Before travelling to Belgrade, de Hoop Scheffer met in Brussels with Jessen-Petersen. As usual, the head of Kfor said that "Kfor is doing an extraordinary job" in maintaining security and that this is "the basis for further progress in the political process". According to him, there is no need to reinforce the NATO troops. But Scheffer said that "the situation in Kosovo is fragile" and that "tension is on the rise".

These assessments are contradictory, whereby Scheffer's is more in keeping with our anxieties. It follows from that that the agreement on NATO troop transit through our territory is beneficial to us because it makes it possible to curb any new Albanian unrest and to better protect Serbs in Kosovo, in keeping with Vuk Draskovic's interpretation.

However, the magnanimity of NATO's motives is dubious for at least three reasons. First, the existing NATO forces are in Kosovo-Metohija in order to prevent unrest, not to allow it to flare up and only later extinguish it with reinforcements. Second, there are certain reasons why NATO wants, as it did before Rambouillet, when it was not present in Kosovo-Metohija, to be able to move about freely in Serbia-Montenegro, although at this point another reason is being cited for that. Third, since stronger alliance forces are mentioned as a possible means of assisting the "political process" - which could result in independence for Kosovo-Metohija - from NATO's perspective the instigators of tension are not necessarily limited to Albanians in Kosovo-Metohija, but could also be Serbs intent on preventing the secession of their southern province.

Serbs remain criminals and potential enemies in NATO's eyes. The US Congress says that they are guilty of genocide, and in Brussels they have been accused of intolerance and human rights violations, in Vojvodina for example. Recently British members of parliament asked NATO to send troops to Serbia, whether the Serbs like it or not. Now there is no need to do that by force.

The signing of the Agreement is a political mistake on our part. The proposal should have been considered after we become partners, within the framework of a Council for Cooperation with NATO, which Scheffer is proposing as a way of institutionalizing relations, so that the alliance would also have certain obligations towards us and so that we could stipulate that, say, any transit of foreign troops across our soil must first be approved by the SCG Assembly.

As things stand, foreign armies have a continuous "green light" for transit across our soil, even though they are neither our partners nor our allies. They have no obligation to be friendly either.
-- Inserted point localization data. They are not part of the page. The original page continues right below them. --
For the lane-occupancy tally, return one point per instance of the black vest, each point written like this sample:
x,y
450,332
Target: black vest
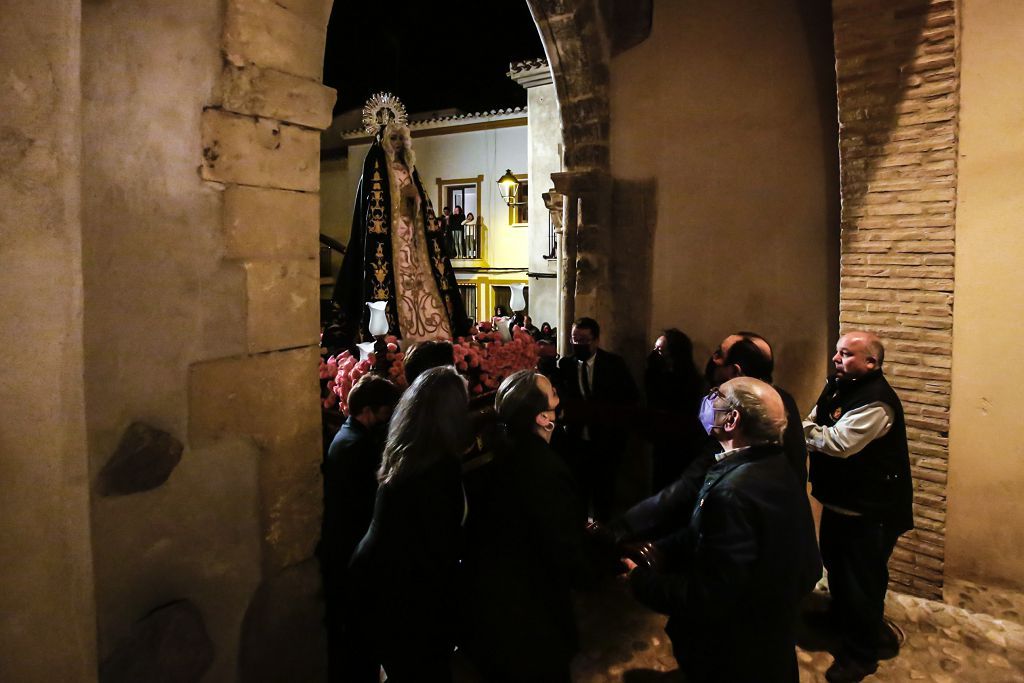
x,y
875,481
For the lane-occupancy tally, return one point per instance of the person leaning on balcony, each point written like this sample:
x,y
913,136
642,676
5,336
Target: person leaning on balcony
x,y
471,245
458,233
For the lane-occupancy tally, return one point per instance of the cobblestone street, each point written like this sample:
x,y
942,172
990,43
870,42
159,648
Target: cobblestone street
x,y
976,637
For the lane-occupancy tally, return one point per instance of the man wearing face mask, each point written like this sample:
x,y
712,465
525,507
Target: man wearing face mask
x,y
524,545
739,354
732,582
349,491
750,354
595,386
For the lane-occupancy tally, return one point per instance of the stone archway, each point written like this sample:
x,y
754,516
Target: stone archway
x,y
261,146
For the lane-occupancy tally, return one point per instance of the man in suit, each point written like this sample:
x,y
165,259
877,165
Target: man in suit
x,y
860,472
595,386
732,581
349,489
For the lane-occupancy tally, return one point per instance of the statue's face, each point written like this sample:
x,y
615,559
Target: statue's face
x,y
397,141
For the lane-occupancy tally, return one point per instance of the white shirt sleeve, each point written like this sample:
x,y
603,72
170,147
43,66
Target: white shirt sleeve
x,y
851,433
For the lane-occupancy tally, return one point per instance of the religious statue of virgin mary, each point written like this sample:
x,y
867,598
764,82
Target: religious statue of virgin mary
x,y
396,249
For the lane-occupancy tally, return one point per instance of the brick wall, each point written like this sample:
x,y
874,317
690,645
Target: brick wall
x,y
898,77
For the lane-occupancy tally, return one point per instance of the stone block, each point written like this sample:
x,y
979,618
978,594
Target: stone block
x,y
268,34
630,23
144,459
291,500
314,12
273,94
259,152
263,223
282,304
272,398
283,636
170,644
269,397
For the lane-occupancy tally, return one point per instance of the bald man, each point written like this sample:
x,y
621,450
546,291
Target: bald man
x,y
747,556
860,472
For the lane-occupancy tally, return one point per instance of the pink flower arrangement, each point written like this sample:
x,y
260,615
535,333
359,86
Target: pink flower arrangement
x,y
344,370
483,358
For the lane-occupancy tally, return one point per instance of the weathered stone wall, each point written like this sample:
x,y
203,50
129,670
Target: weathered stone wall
x,y
158,298
201,318
742,153
898,82
985,526
47,614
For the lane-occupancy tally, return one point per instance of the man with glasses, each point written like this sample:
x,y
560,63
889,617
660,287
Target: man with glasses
x,y
736,573
739,354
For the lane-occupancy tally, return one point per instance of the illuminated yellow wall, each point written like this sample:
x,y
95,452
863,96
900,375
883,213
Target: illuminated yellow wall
x,y
985,517
458,155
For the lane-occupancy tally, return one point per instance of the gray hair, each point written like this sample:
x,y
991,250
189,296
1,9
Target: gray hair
x,y
519,400
756,420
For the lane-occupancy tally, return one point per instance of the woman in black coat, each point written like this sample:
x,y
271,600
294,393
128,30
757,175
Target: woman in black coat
x,y
403,571
524,545
674,391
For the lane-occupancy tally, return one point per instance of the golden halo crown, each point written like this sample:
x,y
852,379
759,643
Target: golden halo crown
x,y
381,110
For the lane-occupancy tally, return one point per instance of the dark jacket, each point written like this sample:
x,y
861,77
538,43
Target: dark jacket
x,y
523,553
733,585
875,481
403,572
669,509
349,488
612,389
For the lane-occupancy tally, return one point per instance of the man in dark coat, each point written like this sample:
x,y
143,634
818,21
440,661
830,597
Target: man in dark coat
x,y
595,386
524,545
739,354
733,581
860,472
349,489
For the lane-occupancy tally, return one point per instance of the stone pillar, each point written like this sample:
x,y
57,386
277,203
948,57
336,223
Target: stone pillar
x,y
587,244
898,77
47,608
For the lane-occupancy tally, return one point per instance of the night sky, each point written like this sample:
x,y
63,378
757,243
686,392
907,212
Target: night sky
x,y
432,54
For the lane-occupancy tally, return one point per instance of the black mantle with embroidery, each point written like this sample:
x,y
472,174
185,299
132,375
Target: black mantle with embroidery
x,y
368,269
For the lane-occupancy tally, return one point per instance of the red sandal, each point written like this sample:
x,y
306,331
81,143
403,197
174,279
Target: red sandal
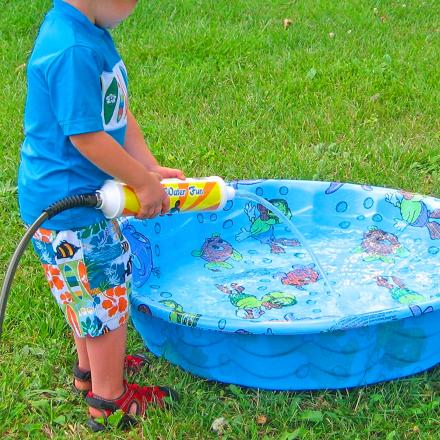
x,y
133,364
135,397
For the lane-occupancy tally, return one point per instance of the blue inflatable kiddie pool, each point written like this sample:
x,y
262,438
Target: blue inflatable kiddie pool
x,y
349,298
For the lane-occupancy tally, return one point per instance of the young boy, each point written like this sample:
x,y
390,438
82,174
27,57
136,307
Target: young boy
x,y
79,131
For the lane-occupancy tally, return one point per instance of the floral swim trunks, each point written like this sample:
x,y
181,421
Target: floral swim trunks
x,y
89,274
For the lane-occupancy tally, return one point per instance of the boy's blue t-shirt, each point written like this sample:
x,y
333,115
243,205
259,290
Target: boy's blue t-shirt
x,y
77,83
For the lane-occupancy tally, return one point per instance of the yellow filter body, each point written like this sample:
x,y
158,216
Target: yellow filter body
x,y
131,203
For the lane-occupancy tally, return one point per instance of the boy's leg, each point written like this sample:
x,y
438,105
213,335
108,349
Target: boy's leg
x,y
106,357
83,363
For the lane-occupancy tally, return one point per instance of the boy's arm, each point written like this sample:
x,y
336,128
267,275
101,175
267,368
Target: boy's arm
x,y
103,151
136,146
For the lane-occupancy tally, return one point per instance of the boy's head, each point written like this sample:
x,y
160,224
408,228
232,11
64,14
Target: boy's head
x,y
105,13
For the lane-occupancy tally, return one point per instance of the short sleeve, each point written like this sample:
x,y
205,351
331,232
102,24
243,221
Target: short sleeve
x,y
75,90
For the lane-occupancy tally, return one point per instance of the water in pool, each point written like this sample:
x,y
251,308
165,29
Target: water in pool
x,y
268,257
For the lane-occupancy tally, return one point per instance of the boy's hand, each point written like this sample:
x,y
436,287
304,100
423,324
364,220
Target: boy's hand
x,y
152,197
168,173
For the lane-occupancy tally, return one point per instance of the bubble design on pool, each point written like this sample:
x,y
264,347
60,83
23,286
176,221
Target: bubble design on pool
x,y
237,297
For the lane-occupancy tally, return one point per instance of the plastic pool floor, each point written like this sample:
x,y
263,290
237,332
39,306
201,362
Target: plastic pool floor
x,y
235,296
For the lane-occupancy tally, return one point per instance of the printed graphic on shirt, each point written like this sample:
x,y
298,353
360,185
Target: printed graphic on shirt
x,y
114,97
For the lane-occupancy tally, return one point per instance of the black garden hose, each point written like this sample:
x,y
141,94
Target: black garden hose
x,y
81,200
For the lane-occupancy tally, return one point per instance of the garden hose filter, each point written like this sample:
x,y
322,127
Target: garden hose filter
x,y
117,199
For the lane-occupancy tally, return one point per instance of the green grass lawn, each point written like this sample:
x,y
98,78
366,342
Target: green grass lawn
x,y
349,91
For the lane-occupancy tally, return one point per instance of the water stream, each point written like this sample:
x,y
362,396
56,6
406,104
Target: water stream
x,y
293,229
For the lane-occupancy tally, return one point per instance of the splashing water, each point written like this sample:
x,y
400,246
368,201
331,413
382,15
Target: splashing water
x,y
293,229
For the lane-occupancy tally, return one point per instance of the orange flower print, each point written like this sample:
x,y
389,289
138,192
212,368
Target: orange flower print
x,y
82,272
116,300
123,319
66,298
53,276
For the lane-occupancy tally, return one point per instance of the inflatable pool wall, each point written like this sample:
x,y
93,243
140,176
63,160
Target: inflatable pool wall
x,y
234,296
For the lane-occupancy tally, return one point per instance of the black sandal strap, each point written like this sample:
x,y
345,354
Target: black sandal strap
x,y
81,375
98,403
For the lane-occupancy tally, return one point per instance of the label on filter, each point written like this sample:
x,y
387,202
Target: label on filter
x,y
194,196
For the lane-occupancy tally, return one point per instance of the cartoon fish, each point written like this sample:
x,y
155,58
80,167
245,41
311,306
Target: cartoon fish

Instead of emphasizing that unfortunately there is still no mutual trust between SCG and NATO and that time is needed to gradually establish it, it appears that we have gullibly slipped into a camouflaged protectorate that is even being denied membership in an unimportant organization like the Partnership for Peace, like a baby deprived of its rattle. This protectorate will perhaps have the heaviest European concentration of foreign troops, ready for any sort of intervention, but unlike the other protectorates in our vicinity, it will not also enjoy the protection of the UN Security Council.